The Seahawks who will host the 49ers on Sunday night are not the same team that lost in San Francisco in Week 7. Their consistency is fueling a second-half surge that has them one win from a playoff berth.
Michael Robinson has looked at the rivalry between the Seahawks and San Francisco 49ers from both sides now.
While Robinson entered the NFL in 2006 as a fourth-round draft choice with the 49ers, he has morphed into a Pro Bowl fullback the past three seasons with the Seahawks. So who better to size up what Sunday night’s nationally televised showdown between the top two teams in the NFC West at CenturyLink Field will come down to?
“I learned a long time ago there’s two things you’ve got to do to be good in this league as a team – you’ve got to know your assignment, know where to line up; and be the same guy every day,” Robinson said. “And that’s talking about consistency.
“We’re maturing and we’re growing up and we’re learning how to be the same guy every day.”
That’s how the Seahawks have managed to win their past three games, and five of their past seven since losing to the 49ers in Week 7 in San Francisco. That’s why they’re the NFL’s No. 3-ranked team in total defense and rushing offense, and second to the 49ers in average points allowed.
That’s why they’ve already won nine games, their most since going 10-6 in 2007 and two more than they won in each of their first two seasons under coach Pete Carroll. That’s why they’re a win away from clinching a playoff spot. That’s why there’s still a mathematical chance – even if it is the slimmest of slim – that they can win the NFC West; if they beat the 49ers on Sunday night and the St. Louis Rams next week, while the 49ers also lose to the Arizona Cardinals in their regular-season finale.

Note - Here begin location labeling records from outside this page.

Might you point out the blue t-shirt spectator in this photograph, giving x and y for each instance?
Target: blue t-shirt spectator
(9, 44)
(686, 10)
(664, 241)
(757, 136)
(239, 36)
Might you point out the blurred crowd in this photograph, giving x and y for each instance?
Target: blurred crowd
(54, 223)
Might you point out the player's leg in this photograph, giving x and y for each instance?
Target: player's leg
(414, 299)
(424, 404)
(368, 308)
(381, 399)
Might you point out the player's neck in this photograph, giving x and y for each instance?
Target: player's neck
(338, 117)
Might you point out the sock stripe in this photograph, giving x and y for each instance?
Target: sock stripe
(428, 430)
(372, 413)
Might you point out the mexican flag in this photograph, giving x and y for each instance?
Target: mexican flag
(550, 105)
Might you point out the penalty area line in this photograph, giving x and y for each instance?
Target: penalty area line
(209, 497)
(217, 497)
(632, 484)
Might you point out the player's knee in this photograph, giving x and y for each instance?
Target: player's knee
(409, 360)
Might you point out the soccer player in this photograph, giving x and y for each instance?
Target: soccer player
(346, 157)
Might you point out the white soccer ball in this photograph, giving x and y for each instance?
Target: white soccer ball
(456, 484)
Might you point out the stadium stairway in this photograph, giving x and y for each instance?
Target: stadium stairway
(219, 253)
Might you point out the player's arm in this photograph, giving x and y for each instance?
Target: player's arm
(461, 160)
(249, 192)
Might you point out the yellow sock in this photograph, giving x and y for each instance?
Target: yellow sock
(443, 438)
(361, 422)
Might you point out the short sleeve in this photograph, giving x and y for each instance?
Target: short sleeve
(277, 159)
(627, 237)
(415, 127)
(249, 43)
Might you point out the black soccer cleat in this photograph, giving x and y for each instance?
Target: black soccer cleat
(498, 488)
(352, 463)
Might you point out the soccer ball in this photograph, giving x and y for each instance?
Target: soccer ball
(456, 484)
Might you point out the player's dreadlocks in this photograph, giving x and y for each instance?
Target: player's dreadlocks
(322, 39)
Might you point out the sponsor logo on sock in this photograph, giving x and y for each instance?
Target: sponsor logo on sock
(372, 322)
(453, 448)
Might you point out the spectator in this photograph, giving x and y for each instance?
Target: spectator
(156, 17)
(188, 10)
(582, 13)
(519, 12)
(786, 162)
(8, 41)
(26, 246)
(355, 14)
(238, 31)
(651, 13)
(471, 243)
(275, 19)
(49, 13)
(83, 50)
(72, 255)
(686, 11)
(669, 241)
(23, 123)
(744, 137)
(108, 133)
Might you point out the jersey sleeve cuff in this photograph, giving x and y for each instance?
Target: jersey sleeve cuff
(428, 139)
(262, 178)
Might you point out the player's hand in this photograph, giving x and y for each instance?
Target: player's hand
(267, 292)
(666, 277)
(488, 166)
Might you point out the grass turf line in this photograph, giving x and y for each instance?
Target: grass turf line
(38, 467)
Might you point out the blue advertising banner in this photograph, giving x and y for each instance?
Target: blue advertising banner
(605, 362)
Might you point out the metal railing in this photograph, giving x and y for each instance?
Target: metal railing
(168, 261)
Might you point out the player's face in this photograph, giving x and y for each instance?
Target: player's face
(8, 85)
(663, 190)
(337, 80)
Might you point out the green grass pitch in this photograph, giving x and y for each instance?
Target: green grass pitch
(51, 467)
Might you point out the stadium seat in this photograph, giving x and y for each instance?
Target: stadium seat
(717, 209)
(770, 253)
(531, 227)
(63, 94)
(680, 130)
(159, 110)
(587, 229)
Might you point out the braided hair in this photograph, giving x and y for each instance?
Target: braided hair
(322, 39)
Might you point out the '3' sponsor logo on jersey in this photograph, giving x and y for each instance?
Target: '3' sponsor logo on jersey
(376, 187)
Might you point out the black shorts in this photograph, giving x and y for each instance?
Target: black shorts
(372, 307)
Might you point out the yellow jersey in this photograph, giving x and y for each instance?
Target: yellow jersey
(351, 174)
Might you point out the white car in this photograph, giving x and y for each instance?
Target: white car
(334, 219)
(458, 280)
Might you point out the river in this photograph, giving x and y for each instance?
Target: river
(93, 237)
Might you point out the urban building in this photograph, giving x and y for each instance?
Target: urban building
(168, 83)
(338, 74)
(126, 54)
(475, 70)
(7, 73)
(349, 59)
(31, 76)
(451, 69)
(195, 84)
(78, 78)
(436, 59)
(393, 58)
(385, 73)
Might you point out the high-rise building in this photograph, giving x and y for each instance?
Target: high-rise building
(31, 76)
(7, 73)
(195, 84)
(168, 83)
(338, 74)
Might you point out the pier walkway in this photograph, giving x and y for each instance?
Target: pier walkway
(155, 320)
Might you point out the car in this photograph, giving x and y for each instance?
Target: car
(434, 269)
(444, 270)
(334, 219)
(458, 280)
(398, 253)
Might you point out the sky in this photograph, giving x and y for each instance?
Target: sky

All of this is even more impressive when you consider the contributions they’re getting from so many rookies. From Russell Wilson, who already has set a franchise record for rushing yards by a rookie quarterback and thrown more touchdown passes than any rookie QB in the league. To middle linebacker Bobby Wagner, who leads the team in tackles. To rush-end Bruce Irvin, who leads all NFL rookies with eight sacks. To Jeremy Lane, who started at right cornerback last week and could be there again against the 49ers. To Robert Turbin, who has rushed for 139 the past two games after taking over for leading rusher Marshawn Lynch in the second half. To J.R. Sweezy, who will play and could start at right guard against the 49ers. To Greg Scruggs, who will step in at tackle in the nickel defensive line after Jason Jones went on injured reserve this week. To Sean McGrath, who was elevated from the practice squad this week to be the No. 3 tight end.
“It just shows some of the leadership on this team,” Robinson said. “Pete really allows the guys in this locker room to take ownership of this team. Whether you’re young, whether you’re new, you come in, you get in line and do the things we’re doing and you’ll figure it out.”

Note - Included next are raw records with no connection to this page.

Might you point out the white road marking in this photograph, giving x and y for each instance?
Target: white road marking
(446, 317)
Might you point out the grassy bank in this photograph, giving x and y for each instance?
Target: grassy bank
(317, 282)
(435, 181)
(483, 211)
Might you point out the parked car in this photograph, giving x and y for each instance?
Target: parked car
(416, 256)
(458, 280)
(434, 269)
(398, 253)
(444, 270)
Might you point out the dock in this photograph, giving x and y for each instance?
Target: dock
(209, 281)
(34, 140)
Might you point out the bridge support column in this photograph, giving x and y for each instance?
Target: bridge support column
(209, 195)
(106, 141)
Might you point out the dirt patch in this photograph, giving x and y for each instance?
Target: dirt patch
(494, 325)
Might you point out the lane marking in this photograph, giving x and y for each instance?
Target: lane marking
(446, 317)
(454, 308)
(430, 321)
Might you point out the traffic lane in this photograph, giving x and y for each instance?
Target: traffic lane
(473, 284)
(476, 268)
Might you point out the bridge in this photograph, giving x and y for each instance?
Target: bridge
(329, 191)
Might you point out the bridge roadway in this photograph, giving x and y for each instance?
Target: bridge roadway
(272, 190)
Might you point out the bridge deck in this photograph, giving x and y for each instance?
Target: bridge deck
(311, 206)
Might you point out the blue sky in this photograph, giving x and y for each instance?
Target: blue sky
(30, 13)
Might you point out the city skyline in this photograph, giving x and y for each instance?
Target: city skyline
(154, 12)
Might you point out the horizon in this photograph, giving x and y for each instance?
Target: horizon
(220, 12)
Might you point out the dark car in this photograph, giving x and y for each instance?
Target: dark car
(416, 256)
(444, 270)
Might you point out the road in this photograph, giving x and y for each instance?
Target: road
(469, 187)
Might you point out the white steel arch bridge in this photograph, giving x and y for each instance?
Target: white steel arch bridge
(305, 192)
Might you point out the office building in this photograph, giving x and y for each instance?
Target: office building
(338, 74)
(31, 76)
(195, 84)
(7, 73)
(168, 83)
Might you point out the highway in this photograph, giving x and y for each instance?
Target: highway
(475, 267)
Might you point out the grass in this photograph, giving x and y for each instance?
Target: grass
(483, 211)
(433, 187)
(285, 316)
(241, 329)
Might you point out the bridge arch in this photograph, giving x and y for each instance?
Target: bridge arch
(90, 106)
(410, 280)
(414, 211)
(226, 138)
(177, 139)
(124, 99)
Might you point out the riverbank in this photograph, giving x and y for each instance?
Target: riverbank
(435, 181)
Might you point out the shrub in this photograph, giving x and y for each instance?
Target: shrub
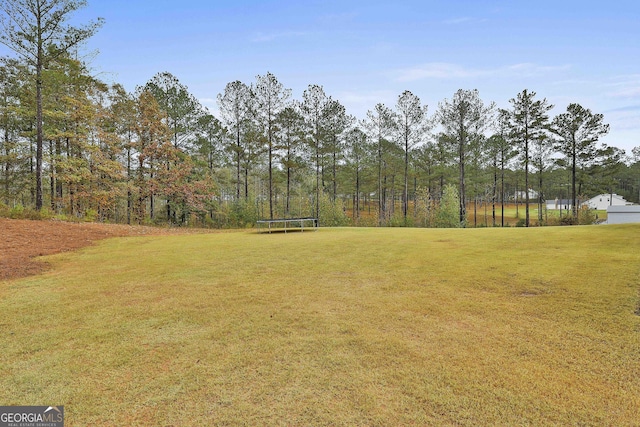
(448, 213)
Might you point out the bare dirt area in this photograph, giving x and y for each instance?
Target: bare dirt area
(21, 241)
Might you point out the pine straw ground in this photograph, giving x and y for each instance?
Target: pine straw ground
(344, 327)
(21, 241)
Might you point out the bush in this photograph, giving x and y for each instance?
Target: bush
(448, 214)
(332, 214)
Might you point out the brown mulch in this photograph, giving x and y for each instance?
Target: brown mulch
(23, 240)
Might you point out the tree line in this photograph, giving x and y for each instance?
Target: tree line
(72, 145)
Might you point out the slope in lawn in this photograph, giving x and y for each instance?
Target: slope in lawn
(337, 327)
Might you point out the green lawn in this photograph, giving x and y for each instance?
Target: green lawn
(336, 327)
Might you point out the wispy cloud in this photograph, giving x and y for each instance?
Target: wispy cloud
(626, 109)
(261, 37)
(462, 20)
(443, 70)
(625, 86)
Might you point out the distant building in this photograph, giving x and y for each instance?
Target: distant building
(623, 214)
(560, 204)
(603, 201)
(522, 195)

Those things have allowed the Seahawks to be in this position where the rematch with the 49ers is so significant for both teams. While the Seahawks can clinch a playoff spot with a victory, the 49ers will clinch the division title for the second consecutive season with a win.
The message and the method have not been lost on Wilson, whose consistent improvement is the most obvious reason why the Seahawks’ offense has been playing at a different level since scoring just six points in that seven-point loss to the 49ers in Week 7. After failing to find the end zone in San Francisco, the offense has 3.4 touchdowns in the past seven games – with 14 passing TDs and 10 rushing.
“I think consistency is everything,” Wilson said. “I think the way you approach the week and your preparation, the preparation is in the preparation. And the way you prepare and get your mind right to play at a high level. To be consistent, you want to feel confident in your approach and what you’ve done in terms of preparation. So that allows you to play at a high level and be successful come Sunday.”
This consistency concept carries over even to a hump-game like Sunday night’s matchup. The 49ers are where the Seahawks want to be – atop the division. The 49ers have beaten the Seahawks the last four times they’ve played.
But Robinson won’t concede that it makes this game any bigger than it already is.
“I think it’s important that we win this game, just like it was important we won the last game, just like it was important that we won the game before that,” Robinson said to the reporters gathered around his cubicle in the locker room. “Again, we want to keep it as simple as possible and keep the distractions out. Let you guys worry about that.
“We just want to play football. You can write that: We just want to play football.”
Especially if they can continue to play as consistently well as they have been in a primetime, Christmas- weekend game that is dripping with potential distractions.